Leading indicators of homebuying activity:
- Fewer people searched for “homes for sale” on Google—searches during the week ending May 21 were down 10% from a year earlier.
- The seasonally-adjusted Redfin Homebuyer Demand Index—a measure of requests for home tours and other home-buying services from Redfin agents—was down 9% year over year during the week ending May 29. This was the seventh consecutive decline in the index.
- Touring activity from the first week of January through May 29 was 27 percentage points behind the same period in 2021, according to home tour technology company ShowingTime. Touring activity was lower than the first week of January for the first time this year.
- Mortgage purchase applications were down 14% from a year earlier, while the seasonally-adjusted index was down 1% week over week during the week ending May 27.
- The median home sale price was up 16% year over year to a record $400,999.
- The median asking price of newly listed homes increased 17% year over year to $412,450.

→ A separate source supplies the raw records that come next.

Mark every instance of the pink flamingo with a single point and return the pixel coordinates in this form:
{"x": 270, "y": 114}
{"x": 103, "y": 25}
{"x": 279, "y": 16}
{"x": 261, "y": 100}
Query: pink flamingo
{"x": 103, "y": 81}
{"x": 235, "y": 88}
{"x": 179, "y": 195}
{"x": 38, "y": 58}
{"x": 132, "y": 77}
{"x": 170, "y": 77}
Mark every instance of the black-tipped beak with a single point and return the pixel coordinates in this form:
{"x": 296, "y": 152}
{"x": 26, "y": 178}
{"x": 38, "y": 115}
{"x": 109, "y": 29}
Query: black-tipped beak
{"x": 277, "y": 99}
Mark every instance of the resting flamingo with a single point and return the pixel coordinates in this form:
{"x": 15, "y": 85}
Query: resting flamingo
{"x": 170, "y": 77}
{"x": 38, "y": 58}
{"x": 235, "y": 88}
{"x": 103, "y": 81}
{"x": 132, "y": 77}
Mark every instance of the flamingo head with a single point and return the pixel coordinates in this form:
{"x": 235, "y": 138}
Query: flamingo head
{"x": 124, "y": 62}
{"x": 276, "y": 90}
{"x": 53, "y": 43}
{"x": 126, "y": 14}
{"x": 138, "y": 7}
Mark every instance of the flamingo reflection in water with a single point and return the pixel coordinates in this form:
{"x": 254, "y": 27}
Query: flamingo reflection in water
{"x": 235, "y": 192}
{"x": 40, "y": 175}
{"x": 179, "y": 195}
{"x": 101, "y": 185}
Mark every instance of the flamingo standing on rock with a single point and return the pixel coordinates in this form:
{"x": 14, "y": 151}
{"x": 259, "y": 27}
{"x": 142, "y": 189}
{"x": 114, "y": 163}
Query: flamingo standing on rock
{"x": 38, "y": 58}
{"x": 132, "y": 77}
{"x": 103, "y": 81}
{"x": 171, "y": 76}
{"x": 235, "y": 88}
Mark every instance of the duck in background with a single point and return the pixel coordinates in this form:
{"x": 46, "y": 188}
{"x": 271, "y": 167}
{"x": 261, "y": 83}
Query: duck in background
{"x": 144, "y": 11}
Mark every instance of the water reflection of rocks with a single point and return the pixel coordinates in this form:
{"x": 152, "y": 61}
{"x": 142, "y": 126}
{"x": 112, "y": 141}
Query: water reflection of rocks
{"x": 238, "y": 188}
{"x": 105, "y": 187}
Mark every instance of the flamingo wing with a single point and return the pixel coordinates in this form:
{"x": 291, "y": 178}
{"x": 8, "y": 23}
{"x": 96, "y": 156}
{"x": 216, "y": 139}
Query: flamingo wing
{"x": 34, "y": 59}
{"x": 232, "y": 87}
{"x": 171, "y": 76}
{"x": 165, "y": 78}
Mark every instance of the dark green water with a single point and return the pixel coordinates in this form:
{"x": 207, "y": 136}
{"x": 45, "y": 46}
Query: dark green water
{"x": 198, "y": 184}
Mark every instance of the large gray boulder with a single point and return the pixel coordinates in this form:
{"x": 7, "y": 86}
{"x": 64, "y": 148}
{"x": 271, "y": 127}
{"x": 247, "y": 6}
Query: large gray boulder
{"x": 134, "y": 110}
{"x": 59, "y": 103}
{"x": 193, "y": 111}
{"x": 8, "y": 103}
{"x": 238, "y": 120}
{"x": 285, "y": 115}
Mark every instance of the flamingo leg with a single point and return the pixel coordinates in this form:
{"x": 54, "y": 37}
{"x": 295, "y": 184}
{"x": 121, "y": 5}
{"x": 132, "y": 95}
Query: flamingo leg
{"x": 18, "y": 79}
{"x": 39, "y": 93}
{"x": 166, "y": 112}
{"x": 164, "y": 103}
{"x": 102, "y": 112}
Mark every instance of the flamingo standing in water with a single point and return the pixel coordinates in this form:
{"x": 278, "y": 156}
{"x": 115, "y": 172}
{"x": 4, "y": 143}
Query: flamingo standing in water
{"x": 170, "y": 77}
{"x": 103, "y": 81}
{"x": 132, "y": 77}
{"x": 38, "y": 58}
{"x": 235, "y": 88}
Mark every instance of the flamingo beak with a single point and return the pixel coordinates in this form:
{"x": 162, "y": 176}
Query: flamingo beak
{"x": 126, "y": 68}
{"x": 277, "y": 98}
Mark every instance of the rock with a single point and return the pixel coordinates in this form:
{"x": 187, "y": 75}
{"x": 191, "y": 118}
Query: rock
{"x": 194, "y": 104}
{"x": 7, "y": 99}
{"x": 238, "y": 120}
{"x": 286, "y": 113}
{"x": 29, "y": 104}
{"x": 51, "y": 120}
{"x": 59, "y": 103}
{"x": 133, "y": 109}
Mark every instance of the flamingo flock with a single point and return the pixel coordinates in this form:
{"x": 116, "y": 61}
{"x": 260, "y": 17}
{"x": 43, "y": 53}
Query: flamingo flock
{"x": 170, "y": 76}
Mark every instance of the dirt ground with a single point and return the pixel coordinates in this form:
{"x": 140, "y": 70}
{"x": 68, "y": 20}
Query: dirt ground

- The monthly mortgage payment on the median asking price home declined slightly to $2,391 at the current 5.09% mortgage rate. This was up 40% from $1,710 a year earlier, when mortgage rates were 2.99%.
- Pending home sales were down 8% year over year, the largest decrease since May 2020.
- New listings of homes for sale were flat from a year earlier.
- Active listings (the number of homes listed for sale at any point during the period) fell 10% year over year—the smallest decline since April 2020.
- 54% of homes that went under contract had an accepted offer within the first two weeks on the market, up from 53% a year earlier.
- 39% of homes that went under contract had an accepted offer within one week of hitting the market, flat compared to a year earlier.
- Homes that sold were on the market for a record-low median of 15 days, down from 19 days a year earlier.
- A record 57% of homes sold above list price, up from 51% a year earlier.
- On average, 5% of homes for sale each week had a price drop. Overall, 20.1% dropped their price in the past four weeks, up from 13.8% a month earlier and 10.1% a year ago. This was the highest share since October 2019.
- The average sale-to-list price ratio, which measures how close homes are selling to their asking prices, was flat at an all-time high of 102.8%. In other words, the average home sold for 2.8% above its asking price. This was up from 101.8% a year earlier.